The ban, intended to curb unrest, instead drew more young Nepalis into the streets. At least 34 died in clashes, government buildings burned, with Prime Minister K.P. Sharma Oli resigning on September 9, before the ban was lifted.
Decentralized apps as protest tools
Observers say decentralized apps offered a measure of autonomy at a time when confidence in authorities have faltered.
"Decentralized and censorship-resistant messaging applications will see an explosion in adoption,” Christian Ruz, account director at crypto-native agency Hype, told Decrypt.
Governments are “becoming more authoritative as the current tools allow them to restrict access, content, communications, and even shut down the Internet if they want to,” he said.
Ruz points to a broader “authoritarian system that didn‘t do anything for decades” that has pushed people to “an era where government powers extend too far into daily society.”

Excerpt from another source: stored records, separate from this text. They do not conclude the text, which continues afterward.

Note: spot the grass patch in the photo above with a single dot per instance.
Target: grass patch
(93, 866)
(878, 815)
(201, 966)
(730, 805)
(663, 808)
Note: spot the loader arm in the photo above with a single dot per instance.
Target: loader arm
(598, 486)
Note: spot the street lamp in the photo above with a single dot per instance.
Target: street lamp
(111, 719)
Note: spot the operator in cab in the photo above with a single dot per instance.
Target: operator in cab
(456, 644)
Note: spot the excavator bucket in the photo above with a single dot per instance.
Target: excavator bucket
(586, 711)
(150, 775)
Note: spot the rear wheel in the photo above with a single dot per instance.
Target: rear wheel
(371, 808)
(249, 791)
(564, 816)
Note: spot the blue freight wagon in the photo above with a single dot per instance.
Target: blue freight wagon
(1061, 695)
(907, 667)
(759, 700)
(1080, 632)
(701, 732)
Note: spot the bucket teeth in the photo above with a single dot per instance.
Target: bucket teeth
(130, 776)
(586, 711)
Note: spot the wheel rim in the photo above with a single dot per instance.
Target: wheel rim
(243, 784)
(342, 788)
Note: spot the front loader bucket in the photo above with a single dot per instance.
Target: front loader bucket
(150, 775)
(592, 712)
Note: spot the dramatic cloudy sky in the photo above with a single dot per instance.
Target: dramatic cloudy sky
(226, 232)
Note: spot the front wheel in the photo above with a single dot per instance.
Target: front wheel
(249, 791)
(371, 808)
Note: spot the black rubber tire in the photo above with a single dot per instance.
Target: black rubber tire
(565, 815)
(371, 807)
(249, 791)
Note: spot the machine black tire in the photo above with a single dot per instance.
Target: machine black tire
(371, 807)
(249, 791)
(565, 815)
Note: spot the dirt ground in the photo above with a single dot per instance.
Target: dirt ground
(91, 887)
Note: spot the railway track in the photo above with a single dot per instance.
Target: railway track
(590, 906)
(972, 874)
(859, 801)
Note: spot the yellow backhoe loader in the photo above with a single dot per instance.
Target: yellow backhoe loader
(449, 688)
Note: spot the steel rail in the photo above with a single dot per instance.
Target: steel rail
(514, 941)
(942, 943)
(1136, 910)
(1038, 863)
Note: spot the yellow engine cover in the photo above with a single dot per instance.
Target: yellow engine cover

Applications like Bitchat are “helping young people change their society, demand better living conditions, more economic opportunities, and stop corruption on a large scale,” he said, adding that decentralized apps like it could “challenge the status quo and help the people protest for better human conditions.”
Nepal, Indonesia and beyond
In Indonesia, protests erupted in late August after lawmakers approved steep allowances for themselves. Tensions escalated when a 21-year-old rideshare driver, Affan Kurniawan, was killed by a police armored vehicle during demonstrations.
President Prabowo Subianto condemned the response as “excessive,” but anger had already spread nationwide. Days later, on September 8, the country’s Finance Minister was relieved from her office with only an hour’s notice, per a Reuters report.
Concerns over digital repression during the protests, including surveillance, online harassment, and takedowns were raised by the Southeast Asia Freedom of Expression Network in a public statement. About 11,000 Indonesians turned to Bitchat as the repression unfurled, per callebtc’s data.
“Indonesians in lower to mid income range face difficulties and struggle in terms of the economic condition,” Wan Iqbal, a former director at Indonesia’s top crypto exchange, told Decrypt at the onset of the protests.
Asked about the reasons behind the protests, Iqbal said that Indonesians had hoped “the government can help in terms of initiative and policy that can support them, but because many recent policies are facing backlash from a larger audience, they felt no empathy."